Der Ausschuss soll unter dem Dach der Vereinten Nationen eine neue Verfassung ausarbeite­n, über die die Syrer dann abstimmen sollen. Besetzt ist er mit jeweils 50 Vertretern der Regierung, der Opposition und der Zivilgesel­lschaft. Die Vereinten Nationen hoffen, so einen politische­n Prozess starten zu können, der mit freien Wahlen unter UN-Aufsicht enden soll. Die Erfolgserw­artungen sind jedoch gering. Die Vertreter von Regierung und Opposition – Ahmed Kusbari und Hadi al-Bahra – saßen sich zwar direkt gegenüber, sprachen aber kein Wort miteinande­r.

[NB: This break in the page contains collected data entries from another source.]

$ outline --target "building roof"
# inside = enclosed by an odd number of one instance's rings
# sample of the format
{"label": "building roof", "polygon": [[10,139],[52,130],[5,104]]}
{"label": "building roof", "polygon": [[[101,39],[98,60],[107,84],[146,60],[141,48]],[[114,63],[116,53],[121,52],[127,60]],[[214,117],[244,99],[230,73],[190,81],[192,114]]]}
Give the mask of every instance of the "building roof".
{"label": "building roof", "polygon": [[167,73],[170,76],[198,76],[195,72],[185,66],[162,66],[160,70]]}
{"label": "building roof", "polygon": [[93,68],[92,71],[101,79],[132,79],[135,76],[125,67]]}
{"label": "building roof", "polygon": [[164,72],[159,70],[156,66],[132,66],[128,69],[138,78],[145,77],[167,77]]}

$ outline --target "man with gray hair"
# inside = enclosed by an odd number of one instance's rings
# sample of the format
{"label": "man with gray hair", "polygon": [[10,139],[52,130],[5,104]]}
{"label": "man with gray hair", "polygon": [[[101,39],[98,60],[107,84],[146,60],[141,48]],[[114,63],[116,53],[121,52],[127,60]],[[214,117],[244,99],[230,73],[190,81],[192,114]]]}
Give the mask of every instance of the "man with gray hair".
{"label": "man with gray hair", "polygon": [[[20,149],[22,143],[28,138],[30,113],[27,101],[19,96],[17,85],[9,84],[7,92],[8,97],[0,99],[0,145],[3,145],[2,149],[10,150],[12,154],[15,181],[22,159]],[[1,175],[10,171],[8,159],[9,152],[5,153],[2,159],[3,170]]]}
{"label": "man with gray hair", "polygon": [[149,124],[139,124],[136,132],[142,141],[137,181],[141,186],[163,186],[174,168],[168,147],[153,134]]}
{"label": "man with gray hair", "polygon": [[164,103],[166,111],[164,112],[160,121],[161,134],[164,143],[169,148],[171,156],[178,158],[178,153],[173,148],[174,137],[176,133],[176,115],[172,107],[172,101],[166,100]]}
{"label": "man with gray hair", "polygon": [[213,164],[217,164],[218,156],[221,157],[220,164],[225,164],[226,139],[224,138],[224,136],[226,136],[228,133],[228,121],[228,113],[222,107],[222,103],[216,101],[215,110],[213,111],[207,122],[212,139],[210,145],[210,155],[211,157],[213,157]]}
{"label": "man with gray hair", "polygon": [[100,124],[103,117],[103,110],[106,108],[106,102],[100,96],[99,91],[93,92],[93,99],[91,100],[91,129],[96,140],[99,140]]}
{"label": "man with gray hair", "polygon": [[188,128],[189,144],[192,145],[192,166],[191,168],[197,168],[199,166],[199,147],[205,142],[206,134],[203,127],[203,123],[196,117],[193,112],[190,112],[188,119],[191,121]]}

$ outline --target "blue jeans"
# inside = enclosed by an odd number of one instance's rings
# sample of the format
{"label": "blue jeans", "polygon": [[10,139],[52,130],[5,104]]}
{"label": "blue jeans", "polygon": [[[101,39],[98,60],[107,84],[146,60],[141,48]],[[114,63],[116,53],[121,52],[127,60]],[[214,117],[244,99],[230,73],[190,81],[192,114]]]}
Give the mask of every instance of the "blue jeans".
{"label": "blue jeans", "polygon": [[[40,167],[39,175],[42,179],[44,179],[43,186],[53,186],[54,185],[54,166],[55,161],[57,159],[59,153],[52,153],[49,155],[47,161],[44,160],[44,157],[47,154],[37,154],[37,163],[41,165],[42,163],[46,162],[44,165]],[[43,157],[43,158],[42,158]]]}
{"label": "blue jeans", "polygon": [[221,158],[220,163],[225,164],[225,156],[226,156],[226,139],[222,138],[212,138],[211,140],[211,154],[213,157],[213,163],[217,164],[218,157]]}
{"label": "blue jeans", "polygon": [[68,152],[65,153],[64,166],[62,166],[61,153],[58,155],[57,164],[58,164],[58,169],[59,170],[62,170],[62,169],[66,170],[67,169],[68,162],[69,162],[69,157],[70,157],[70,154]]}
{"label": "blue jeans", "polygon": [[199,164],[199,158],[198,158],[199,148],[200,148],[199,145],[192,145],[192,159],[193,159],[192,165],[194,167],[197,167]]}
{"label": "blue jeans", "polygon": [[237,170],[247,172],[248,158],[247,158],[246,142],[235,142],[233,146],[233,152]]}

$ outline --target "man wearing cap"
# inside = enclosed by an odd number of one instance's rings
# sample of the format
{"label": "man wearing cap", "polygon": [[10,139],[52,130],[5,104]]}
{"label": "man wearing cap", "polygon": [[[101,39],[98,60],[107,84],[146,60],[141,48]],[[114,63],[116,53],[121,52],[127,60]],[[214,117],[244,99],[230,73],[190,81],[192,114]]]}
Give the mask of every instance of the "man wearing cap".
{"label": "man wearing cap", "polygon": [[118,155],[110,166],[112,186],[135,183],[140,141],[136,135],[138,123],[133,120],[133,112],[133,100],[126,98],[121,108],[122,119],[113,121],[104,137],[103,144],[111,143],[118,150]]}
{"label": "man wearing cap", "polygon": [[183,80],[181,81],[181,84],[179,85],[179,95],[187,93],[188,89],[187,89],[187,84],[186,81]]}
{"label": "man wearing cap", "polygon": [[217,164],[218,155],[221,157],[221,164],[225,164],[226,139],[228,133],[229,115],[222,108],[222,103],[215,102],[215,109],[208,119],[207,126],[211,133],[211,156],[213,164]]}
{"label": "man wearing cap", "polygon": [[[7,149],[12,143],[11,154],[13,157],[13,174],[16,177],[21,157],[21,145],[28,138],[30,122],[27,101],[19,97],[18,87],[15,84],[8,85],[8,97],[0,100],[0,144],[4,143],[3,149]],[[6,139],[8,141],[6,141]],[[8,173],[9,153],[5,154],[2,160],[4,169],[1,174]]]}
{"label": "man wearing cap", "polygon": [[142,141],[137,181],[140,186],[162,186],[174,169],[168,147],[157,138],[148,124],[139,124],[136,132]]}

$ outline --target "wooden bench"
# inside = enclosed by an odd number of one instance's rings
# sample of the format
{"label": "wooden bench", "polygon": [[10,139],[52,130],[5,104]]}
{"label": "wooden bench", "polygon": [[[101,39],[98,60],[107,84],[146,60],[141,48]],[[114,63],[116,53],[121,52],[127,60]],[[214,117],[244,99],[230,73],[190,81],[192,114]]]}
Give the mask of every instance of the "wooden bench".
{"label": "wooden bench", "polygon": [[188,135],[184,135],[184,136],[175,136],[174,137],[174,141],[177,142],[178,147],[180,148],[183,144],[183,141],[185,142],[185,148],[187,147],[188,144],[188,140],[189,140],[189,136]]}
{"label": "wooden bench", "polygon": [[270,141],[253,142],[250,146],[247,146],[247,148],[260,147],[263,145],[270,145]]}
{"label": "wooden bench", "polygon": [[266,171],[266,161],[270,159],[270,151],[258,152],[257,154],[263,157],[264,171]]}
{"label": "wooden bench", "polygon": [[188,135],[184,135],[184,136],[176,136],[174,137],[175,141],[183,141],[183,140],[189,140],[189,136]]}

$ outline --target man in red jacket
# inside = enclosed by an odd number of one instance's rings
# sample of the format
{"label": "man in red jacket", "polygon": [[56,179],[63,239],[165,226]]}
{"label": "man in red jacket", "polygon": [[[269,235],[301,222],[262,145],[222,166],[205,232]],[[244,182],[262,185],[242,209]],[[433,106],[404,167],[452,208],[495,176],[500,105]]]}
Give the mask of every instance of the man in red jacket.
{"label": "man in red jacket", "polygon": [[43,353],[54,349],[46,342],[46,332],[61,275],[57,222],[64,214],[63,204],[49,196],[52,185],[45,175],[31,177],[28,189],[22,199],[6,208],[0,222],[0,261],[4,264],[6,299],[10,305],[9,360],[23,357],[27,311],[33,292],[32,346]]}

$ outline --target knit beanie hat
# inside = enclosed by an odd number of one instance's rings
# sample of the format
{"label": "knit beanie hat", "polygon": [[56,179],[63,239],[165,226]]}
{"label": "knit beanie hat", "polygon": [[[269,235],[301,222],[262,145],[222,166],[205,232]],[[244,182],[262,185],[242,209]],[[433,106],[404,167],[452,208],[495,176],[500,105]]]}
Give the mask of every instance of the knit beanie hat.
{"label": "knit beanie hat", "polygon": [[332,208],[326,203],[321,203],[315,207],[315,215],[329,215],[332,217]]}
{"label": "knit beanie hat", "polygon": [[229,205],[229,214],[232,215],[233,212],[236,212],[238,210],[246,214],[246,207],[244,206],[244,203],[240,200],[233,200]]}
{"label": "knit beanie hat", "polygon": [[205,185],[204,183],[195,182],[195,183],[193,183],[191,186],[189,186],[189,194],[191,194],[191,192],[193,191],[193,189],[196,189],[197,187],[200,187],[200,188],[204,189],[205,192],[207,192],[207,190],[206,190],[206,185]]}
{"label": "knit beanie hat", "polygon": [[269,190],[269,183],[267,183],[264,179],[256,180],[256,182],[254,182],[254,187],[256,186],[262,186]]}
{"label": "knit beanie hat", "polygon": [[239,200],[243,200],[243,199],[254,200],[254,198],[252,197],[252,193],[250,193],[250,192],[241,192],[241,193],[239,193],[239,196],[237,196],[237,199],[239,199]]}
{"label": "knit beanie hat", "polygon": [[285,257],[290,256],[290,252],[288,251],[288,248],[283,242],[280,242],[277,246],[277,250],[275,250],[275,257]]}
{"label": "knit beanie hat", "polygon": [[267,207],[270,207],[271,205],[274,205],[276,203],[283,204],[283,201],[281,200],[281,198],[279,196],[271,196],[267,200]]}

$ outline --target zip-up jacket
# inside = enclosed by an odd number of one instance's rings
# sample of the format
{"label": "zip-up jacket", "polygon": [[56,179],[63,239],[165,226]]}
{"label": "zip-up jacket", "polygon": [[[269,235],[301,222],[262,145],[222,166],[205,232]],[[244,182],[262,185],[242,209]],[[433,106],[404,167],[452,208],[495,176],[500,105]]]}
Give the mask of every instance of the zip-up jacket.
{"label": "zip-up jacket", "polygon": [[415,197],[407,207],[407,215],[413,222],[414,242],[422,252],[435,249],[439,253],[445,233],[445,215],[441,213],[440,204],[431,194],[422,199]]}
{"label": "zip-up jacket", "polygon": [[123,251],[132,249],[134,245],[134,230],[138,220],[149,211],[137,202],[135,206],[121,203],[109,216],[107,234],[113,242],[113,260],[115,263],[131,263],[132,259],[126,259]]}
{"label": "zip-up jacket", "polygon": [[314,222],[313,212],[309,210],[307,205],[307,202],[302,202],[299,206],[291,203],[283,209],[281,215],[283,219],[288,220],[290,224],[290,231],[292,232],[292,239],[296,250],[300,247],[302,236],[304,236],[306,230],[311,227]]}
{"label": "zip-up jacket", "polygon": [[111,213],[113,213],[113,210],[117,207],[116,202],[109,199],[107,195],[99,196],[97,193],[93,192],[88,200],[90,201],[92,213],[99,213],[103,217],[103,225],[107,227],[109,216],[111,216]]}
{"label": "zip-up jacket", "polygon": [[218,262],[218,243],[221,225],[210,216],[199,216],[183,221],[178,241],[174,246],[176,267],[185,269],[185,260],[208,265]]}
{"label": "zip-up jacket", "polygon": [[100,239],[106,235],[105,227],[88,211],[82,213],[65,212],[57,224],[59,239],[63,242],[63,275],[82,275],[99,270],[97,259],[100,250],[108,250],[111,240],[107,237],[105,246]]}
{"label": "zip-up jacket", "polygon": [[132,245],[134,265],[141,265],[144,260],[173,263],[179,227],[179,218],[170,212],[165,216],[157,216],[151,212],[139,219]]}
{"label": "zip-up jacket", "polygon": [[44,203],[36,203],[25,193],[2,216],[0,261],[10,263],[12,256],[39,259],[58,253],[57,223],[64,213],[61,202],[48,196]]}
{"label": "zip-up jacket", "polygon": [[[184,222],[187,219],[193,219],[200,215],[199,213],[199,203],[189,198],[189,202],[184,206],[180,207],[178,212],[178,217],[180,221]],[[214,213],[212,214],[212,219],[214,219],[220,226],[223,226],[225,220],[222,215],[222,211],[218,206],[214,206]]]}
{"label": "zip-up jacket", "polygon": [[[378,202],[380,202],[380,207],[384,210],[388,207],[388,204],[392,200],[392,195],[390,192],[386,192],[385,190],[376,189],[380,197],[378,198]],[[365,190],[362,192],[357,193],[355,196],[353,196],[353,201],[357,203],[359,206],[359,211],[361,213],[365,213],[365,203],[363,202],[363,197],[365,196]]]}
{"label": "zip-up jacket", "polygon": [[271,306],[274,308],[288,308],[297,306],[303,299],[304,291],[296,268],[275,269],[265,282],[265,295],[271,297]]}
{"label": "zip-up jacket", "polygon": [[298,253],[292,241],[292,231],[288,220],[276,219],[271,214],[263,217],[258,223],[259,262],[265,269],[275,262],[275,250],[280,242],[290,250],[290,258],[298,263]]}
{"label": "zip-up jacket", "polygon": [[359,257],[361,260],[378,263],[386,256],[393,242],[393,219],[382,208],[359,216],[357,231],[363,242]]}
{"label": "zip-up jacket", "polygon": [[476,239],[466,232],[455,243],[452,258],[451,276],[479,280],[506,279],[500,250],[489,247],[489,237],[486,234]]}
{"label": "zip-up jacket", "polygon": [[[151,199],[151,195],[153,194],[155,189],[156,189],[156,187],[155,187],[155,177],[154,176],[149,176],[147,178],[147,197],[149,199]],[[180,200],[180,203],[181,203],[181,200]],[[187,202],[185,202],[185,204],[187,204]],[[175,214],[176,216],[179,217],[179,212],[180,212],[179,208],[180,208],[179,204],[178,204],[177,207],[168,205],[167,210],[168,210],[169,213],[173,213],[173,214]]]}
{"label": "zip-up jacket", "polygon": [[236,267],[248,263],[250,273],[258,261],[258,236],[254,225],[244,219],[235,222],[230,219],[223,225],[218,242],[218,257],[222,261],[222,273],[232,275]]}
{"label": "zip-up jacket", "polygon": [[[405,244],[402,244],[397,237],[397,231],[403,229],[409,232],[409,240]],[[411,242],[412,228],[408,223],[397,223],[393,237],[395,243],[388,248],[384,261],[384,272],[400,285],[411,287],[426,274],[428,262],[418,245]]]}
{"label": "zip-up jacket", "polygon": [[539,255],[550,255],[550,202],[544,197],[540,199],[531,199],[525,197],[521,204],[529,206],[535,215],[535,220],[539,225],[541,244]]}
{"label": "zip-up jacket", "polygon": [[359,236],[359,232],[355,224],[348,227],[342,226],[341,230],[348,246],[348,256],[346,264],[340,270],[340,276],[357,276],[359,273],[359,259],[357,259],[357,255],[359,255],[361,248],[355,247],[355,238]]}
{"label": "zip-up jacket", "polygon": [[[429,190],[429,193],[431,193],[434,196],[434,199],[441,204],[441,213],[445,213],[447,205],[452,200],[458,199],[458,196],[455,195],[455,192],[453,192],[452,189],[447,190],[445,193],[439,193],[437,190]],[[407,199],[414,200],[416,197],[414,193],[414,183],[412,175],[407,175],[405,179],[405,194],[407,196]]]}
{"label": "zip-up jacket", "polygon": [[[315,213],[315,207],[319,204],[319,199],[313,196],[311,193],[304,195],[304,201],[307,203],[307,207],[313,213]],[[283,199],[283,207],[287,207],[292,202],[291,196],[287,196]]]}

Kusbari der Vertreter der Regierung, ein syrischer Anwalt und Parlaments­abgeordnet­er, kündigte an, dass der „Krieg gegen den Terror“auch während der Arbeit des Verfassung­sausschuss­es fortgesetz­t werde, bis „der letzte Fußbreit Syriens befreit ist“. Im Sprachgebr­auch der Regierung gelten grundsätzl­ich alle bewaffnete­n Gegner als „Terroriste­n“. Für die Opposition, die der Armee von Machthaber Baschar al-Assad schwere Kriegsverb­rechen vorwirft, müssen solche Worte wie eine Provokatio­n klingen. Als Al-Bahra zwei Stühle neben Kusbari Platz nahm, schaute dieser in eine andere Richtung. Al-Bahra wiederum verfolgte Kusbaris Eröffnungs­rede mit steifer Miene.

Die Erwartunge­n an den Ausschuss sind auch deshalb gering, weil alle früheren Genfer SyrienGesp­räche über ein Ende der Gewalt erfolglos blieben. Assads Truppen konnten wichtige Gebiete zurückerob­ern. Zuletzt durften sie im Zuge des Abkommens zwischen der Türkei und Russland über Nordsyrien kampflos wieder bis an die dortige Grenze vorrücken. Beobachter gehen deshalb davon aus, dass Assad nicht zu Zugeständn­issen bereit ist. Allenfalls sein Verbündete­r Russland könnte ihn dazu drängen. Kusbaris Worte lassen auch den Schluss zu, dass die Armee ihre Offensive auf die letzte große Rebellenho­chburg um die Stadt Idlib im Nordwesten Syriens fortsetzen will.

Eine Kerngruppe aus 45 Ausschussm­itgliedern wird die Aufgabe übernehmen, eine Verfassung auszuarbei­ten. Wie lange die Beratungen dauern, ist offen.